Although the appeal was ultimately withdrawn, the Court proceeded to explain the scope of Section 64(d) of the Multi-State Co-operative Societies Act, 2002, which permits a society to invest in a subsidiary institution or in an institution in the “same line of business”. Referring to the 2023 amendment to Section 64(d), the Court observed that the expression was introduced to prevent dubious or unrelated investments and to safeguard members’ funds. It held that “same line of business” must be determined with reference to the objects and functions set out in the society’s bye-laws and requires a substantial or predominant sameness in business activities.
Applying this standard, the Court agreed with the NCLAT that financial services and member welfare could not be treated as being in the same line of business as manufacture of man-made fibre and viscose-based textiles. It noted that merely amending the investment clause in the bye-laws to mirror Section 64(d) would not alter the society’s line of business in the absence of a corresponding amendment to its object clause.
On 14 May, in Cosmic CRF v Myotic Trading, a Bench of Justices Pardiwala and Ujjal Bhuyan clarified the scope of Section 29A(c) of the IBC which disqualifies persons with Non-Performing Assets (NPAs) from submitting resolution plans. Setting aside the NCLAT’s order, it held that eligibility must be determined on the date of submission of the plan.
The NCLAT had held Cosmic CRF ineligible to submit a resolution plan for Amzen Transportation Industries on the ground that its Managing Director was connected with Cosmic Ferro Alloys (CFAL) who had undergone CIRP after its account was classified as a NPA. The Supreme Court noted that CFAL’s CIRP concluded in October 2018, nearly 6 years before Cosmic CRF’s resolution plan was submitted and approved. Once a company stands resolved and operates on a “clean slate”, the Court held, extinguished claims cannot be revived to determine a resolution applicant’s eligibility.
Keeping a claim alive
On 29 April, in Shankar Khandelwal v Omkara Asset Reconstruction, a Bench of Justices Narasimha and Aradhe held that admission of a claim during a resolution process is merely an administrative function and does not amount to an acknowledgment of liability under Section 18 of the Limitation Act, 1963.

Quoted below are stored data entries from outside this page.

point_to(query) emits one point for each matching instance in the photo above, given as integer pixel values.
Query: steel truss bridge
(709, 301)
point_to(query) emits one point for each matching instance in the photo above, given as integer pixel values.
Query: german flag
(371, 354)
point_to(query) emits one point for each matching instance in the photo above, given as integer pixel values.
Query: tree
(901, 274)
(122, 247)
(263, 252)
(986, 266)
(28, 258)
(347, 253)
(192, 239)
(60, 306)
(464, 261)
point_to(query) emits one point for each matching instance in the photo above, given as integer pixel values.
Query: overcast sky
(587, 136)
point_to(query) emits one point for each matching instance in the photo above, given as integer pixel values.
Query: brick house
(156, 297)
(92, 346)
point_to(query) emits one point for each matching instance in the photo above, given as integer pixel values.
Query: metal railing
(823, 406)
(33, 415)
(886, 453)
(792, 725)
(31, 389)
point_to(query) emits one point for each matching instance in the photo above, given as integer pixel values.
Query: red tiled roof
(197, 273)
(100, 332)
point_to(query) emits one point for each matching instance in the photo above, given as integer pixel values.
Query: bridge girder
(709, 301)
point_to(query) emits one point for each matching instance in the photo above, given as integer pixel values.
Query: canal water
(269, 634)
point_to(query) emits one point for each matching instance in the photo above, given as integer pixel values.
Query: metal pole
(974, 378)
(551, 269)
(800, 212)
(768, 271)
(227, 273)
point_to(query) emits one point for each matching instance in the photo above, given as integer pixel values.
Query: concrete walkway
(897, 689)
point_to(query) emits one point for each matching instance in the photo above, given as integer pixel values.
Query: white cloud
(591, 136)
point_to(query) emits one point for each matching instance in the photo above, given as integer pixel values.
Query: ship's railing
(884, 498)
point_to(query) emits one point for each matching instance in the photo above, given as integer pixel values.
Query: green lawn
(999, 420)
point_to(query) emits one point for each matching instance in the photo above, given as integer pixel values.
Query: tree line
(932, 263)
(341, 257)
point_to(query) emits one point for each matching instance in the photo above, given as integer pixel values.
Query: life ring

The dispute arose from loans advanced by Dewan Housing Finance Corporation two years before its accounts were classified as NPAs. After accounting for the exclusion of limitation during the CIRP of DHFL, the COVID-19 extension period and the pendency of an earlier CIRP against the corporate debtors, the Court found that the Section 7 application was filed nearly two months after the limitation period expired.. The NCLAT had held that admission of the creditor’s claim during the earlier CIRP constituted an acknowledgment and kept the claim within limitation. Reiterating that limitation runs from the date of default and that an acknowledgment can extend limitation only if made within the subsisting limitation period, the Court held the application to be time-barred and set aside the orders of the NCLAT and NCLT.